Ce monde parallèle est un monde où la sanction n’existe pas ; où l’on s’attribue des sommes colossales pour se remercier d’avoir bien ou mal travailler quand tous les autres n’ont que la satisfaction du travail bien fait comme récompense ; où l’on joue en inventant des règles non contraignantes ; où l’on gagne beaucoup d’argent en touchant la touche d’un clavier sans avoir à se préoccuper du monde réel. Ce monde se sent tellement indispensable qu’il peut continuer sans rien changer à ses habitudes avec la bénédiction des gouvernements qui en ont maintenant peur. Peur de devenir la prochaine cible de la spéculation financière qui prend les pays pour des produits financiers.

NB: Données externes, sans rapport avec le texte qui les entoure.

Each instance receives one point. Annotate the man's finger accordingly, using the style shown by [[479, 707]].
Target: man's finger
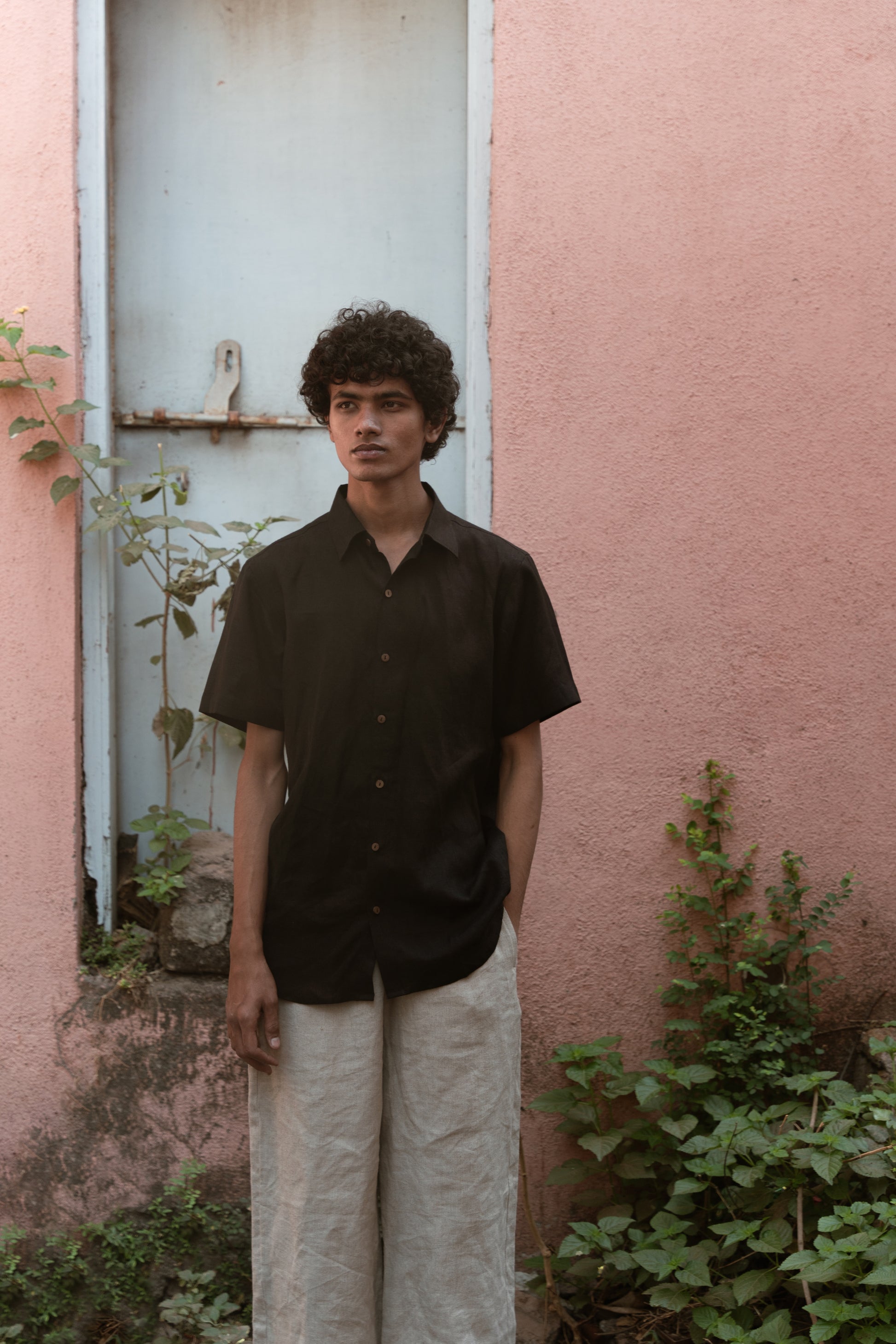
[[272, 1023], [253, 1053]]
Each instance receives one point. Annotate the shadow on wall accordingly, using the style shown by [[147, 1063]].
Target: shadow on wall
[[154, 1082]]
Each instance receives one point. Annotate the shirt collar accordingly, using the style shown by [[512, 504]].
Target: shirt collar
[[346, 526]]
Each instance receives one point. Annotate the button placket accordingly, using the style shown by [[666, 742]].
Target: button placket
[[386, 692]]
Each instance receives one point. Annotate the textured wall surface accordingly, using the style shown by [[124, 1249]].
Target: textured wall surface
[[693, 351], [40, 748], [693, 354], [101, 1101]]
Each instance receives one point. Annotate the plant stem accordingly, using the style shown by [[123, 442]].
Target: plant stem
[[164, 643], [545, 1251]]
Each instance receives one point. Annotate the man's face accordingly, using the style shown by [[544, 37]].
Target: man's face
[[379, 429]]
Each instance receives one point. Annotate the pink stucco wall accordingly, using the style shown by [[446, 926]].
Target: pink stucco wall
[[693, 356], [40, 748], [101, 1100], [692, 347]]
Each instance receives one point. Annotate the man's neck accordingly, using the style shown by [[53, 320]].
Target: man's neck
[[391, 511]]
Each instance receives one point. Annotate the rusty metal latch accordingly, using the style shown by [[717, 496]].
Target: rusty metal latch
[[217, 413]]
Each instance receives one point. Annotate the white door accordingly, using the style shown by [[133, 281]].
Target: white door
[[272, 162]]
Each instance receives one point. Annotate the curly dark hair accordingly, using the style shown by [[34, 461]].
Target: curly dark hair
[[374, 342]]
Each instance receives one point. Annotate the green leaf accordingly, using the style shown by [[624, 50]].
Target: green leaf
[[775, 1328], [602, 1144], [757, 1283], [774, 1238], [873, 1167], [22, 424], [693, 1074], [826, 1164], [696, 1274], [185, 623], [154, 521], [41, 451], [671, 1297], [555, 1103], [105, 523], [824, 1331], [886, 1274], [53, 351], [655, 1261], [76, 407], [569, 1174], [64, 486], [688, 1186], [677, 1128], [634, 1167], [179, 726], [621, 1260], [800, 1260], [649, 1090]]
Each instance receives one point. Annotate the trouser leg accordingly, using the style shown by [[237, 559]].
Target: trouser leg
[[449, 1155], [315, 1131]]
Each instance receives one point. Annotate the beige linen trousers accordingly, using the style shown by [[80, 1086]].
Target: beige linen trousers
[[384, 1167]]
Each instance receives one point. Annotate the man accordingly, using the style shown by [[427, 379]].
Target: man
[[402, 660]]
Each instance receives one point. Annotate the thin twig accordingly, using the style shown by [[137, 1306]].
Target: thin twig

La tension sociale ne s’exprime pas dans la rue, comme en Grèce. Elle est contenue, par fierté peut-être. La fierté d’un peuple colonisé jusqu’au début du XX siècle qui veut prouver qu’il n’a besoin de personne. L’Irlande va prêter 400 millions à la Grèce, l’argent qu’elle a elle-même emprunté. Et puis il y a l’émigration qui sauve la face. Il y a enfin ce fatalisme que toute la richesse générée ne pouvait être que passagère dans ce pays habitué à la pauvreté et à la misère pendant trop longtemps. Les Irlandais sont plus aisés qu’ils ne l’ont jamais été. Ils reconnaissent avoir gaspillé une grande partie de cette richesse parce qu’’ils voulaient en profiter tout de suite. On dit ici que le climat influence l’humeur des gens et les force à changer au gré du jeu entre le soleil et la pluie (la grande gagnante !). Il nous apprend certainement à profiter du moment présent parce que rien n’est jamais acquis.